Using advanced computer modelling, researchers screened more than 1,500 known drugs and identified several hundred with the potential to promote myelination and protect nerve cells. These candidate drugs were then tested in a series of laboratory models, including those  that replicate key features of MS.
The researchers identified 32 drugs that helped myelin‑producing cells mature and survive, while also protecting nerve cells from damage. These drugs appeared to work through different biological pathways, suggesting there may be multiple ways to encourage repair and protection in the brain of people with MS.
One drug, bavisant, originally developed to treat sleep and wake disorders, was examined in more detail. Bavisant was tested across several laboratory models of MS‑like damage.
In these studies, bavisant improved myelin repair and reduced nerve damage, with similar effects also seen in laboratory models using human myelin‑producing cells.
This is early‑stage research, but it provides important proof‑of‑concept supporting the possibility of testing bavisant in clinical trials focused on nerve protection and repair in people with MS.
This strategy aligns closely with that of PLATYPUS, the Australian arm of the international OCTOPUS clinical trial, testing repurposed drugs for neuroprotection and remyelination in progressive MS.
How brief inflammation may lead to long‑term disability in MS
A second Alliance-funded study, published in Brain, found that even a few days of low oxygen during an acute inflammatory event – such as an MS attack –  can trigger long-term loss of grey matter and progressive disability
During periods of active inflammation in MS, some areas of the brain and spinal cord can temporarily receive less oxygen than they need. This study showed that even short periods of low oxygen in inflamed areas can have lasting effects.
The researchers found that reduced oxygen levels can initially cause temporary symptoms at first, such as weakness or sensory changes. However, they also showed that these brief oxygen shortages can trigger slow, ongoing damage to grey matter, the part of the brain that contains nerve cells. Over time, this gradual nerve cell loss can lead to steadily worsening disability, potentially becoming more severe than the original symptoms.
Importantly, the researchers also found ways to reduce this damage in experimental models. When oxygen levels were maintained during inflammation – either by briefly using a drug called nimodipine to improve blood flow, or by increasing the amount of oxygen breathed – both the immediate symptoms and the longer-term nerve damage were significantly reduced.

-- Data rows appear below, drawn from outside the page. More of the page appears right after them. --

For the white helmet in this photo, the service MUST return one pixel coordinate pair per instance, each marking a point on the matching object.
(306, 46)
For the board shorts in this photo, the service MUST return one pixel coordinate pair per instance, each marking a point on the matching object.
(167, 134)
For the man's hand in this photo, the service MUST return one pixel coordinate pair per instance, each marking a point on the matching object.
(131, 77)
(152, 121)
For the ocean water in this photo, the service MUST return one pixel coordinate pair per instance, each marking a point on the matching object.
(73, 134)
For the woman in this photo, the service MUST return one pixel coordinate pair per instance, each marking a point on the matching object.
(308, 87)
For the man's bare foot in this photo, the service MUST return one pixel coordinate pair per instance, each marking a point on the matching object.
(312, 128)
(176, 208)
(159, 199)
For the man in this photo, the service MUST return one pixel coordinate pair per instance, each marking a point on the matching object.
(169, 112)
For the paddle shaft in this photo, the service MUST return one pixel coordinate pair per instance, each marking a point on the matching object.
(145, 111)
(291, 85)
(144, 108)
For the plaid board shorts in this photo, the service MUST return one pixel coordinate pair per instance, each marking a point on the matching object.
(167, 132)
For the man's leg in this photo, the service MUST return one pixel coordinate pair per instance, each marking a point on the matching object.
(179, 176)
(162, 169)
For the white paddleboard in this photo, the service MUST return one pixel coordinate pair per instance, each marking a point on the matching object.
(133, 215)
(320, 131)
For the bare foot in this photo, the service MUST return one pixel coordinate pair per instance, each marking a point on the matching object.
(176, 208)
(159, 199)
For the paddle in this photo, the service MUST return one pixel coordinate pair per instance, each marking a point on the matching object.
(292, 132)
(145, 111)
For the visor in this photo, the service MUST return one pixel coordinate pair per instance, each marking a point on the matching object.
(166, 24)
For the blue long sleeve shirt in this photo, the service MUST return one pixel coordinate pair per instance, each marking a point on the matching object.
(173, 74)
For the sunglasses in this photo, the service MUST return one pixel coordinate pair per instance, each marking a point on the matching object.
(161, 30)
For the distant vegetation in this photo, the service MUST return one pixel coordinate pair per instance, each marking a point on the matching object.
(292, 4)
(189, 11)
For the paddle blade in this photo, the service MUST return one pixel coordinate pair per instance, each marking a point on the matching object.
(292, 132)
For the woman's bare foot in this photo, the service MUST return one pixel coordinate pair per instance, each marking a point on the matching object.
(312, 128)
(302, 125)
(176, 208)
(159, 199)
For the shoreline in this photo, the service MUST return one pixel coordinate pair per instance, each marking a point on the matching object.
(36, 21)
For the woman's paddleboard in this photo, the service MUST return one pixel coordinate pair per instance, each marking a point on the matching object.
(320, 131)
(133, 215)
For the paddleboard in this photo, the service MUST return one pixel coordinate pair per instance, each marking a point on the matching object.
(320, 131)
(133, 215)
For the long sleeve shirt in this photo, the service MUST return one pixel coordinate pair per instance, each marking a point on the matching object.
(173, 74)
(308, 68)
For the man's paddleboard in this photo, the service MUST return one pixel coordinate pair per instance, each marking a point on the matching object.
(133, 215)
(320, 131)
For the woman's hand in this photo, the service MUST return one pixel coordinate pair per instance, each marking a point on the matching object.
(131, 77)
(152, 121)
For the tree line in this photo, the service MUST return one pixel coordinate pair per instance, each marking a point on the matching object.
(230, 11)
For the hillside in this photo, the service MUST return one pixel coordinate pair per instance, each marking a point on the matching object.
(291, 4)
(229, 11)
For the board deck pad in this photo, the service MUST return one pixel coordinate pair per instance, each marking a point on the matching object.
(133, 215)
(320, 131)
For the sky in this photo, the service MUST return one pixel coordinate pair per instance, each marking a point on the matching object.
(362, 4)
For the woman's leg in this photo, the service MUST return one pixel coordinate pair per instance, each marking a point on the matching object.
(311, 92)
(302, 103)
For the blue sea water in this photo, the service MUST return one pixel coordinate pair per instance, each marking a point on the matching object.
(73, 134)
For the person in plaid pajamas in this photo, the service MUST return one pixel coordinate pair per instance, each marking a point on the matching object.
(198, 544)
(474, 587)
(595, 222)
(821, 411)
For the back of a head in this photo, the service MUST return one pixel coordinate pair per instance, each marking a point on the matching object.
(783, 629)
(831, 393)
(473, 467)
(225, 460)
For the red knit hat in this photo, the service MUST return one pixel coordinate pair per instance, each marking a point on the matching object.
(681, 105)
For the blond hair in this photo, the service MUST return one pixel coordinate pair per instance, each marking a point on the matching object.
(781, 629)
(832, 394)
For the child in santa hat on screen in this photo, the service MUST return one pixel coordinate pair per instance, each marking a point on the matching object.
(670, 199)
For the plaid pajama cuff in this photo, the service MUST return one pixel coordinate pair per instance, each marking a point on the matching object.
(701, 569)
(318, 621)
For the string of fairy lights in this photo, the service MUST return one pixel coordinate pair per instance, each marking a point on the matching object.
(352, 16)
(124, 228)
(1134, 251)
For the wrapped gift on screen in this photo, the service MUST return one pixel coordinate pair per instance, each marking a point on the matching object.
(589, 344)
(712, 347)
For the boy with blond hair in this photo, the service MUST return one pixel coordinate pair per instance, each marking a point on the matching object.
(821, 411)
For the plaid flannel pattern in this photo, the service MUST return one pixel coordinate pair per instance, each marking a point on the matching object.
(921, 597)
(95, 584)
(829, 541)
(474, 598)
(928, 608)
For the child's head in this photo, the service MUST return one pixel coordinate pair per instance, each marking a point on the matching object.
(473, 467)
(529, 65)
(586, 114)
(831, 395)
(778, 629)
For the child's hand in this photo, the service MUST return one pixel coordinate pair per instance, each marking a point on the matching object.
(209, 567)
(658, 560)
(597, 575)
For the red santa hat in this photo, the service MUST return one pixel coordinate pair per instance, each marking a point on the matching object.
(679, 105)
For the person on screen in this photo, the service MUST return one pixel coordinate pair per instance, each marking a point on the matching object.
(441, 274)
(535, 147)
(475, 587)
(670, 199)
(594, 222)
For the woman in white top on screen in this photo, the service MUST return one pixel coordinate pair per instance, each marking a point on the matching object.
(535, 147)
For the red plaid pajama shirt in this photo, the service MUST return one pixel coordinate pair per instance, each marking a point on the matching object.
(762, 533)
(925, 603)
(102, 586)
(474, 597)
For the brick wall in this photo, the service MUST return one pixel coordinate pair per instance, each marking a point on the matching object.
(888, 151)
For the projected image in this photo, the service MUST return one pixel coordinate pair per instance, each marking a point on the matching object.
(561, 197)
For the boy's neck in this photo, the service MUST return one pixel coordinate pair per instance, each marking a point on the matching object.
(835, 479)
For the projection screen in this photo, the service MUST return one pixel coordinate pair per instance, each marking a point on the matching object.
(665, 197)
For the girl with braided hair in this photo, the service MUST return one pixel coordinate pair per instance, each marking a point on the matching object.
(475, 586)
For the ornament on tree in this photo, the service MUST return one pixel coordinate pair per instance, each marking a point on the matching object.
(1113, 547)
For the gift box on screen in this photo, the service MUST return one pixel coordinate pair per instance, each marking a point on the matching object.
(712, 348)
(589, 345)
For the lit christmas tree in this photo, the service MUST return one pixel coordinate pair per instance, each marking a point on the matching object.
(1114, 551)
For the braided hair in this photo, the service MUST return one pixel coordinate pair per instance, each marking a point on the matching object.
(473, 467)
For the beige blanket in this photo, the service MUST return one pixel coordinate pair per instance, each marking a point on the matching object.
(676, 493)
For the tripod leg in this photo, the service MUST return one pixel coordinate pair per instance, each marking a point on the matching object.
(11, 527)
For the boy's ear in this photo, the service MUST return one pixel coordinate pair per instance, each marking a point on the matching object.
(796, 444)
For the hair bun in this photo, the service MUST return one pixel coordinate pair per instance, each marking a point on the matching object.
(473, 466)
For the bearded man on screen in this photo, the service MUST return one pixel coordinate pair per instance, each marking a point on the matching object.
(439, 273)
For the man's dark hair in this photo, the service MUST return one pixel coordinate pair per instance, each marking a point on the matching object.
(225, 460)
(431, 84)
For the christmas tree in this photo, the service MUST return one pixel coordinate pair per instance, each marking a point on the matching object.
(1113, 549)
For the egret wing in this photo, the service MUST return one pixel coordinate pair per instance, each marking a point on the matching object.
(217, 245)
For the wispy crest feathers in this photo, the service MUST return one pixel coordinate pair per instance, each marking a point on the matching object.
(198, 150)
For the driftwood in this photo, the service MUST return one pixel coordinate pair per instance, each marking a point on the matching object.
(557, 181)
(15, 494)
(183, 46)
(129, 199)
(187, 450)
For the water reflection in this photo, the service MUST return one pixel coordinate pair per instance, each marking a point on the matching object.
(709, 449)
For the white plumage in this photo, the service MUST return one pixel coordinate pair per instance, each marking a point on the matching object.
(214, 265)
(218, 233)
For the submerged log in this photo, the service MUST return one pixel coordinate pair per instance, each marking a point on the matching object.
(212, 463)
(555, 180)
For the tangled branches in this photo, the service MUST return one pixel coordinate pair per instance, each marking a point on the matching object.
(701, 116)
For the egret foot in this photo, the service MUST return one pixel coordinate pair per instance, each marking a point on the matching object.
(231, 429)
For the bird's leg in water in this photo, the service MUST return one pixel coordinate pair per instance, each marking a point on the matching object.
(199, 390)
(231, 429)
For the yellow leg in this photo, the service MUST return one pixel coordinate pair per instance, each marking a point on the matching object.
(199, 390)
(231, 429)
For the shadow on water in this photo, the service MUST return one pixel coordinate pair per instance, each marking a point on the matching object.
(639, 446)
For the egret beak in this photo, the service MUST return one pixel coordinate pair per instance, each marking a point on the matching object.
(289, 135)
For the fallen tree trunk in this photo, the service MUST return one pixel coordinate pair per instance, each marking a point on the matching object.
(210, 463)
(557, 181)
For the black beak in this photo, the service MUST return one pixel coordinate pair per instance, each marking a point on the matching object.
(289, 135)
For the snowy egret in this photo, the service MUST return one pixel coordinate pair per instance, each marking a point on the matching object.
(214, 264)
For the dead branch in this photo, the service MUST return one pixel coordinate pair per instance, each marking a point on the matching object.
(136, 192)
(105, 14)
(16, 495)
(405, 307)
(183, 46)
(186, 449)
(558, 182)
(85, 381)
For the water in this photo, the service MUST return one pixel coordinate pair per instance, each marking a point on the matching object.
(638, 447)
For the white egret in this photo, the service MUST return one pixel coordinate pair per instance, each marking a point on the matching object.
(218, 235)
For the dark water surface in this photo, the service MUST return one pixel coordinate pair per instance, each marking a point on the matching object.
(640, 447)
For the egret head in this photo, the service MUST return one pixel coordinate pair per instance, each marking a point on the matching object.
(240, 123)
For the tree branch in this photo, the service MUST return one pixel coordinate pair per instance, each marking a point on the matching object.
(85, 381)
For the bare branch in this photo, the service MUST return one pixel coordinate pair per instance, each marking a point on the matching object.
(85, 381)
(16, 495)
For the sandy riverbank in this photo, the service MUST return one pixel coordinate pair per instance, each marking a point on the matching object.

These findings suggest that short episodes of inflammation and low oxygen earlier in the disease course could contribute to long‑term disability in MS, but that protecting oxygen supply at the time may help limit lasting damage.
While this study was conducted in experimental models, it provides new insight into how disability may develop over time in MS and may help guide future strategies to protect nerve cells and slow disease progression.
Australia represented on the Alliance Scientific Steering Committee
Professor Tomas Kalincik has joined the Alliance’s Scientific Steering Committee as Australia’s representative.
Professor Kalincik is an MS neurologist, biostatistician and MS Australia-funded researcher with expertise in treatment and outcomes of MS, individualised therapy, prognosis and epidemiology.
He is the Dame Kate Campbell Professorial Fellow, the head of the Clinical Outcomes Research (CORe) Unit at the University of Melbourne, and Head of the MS Centre at the Royal Melbourne Hospital.
Through this role, Professor Kalincik will contribute Australian expertise to the Alliance’s international scientific direction and priorities.
What does this mean for people living with MS?
International research is making progress towards new ways to treat progressive MS. These latest studies demonstrate how coordinated global research – supported by strong Australian leadership –  can accelerate the identification of new treatment approaches, including potential new candidate for future clinical trials, and deepen understanding of the mechanisms driving disability progression in MS.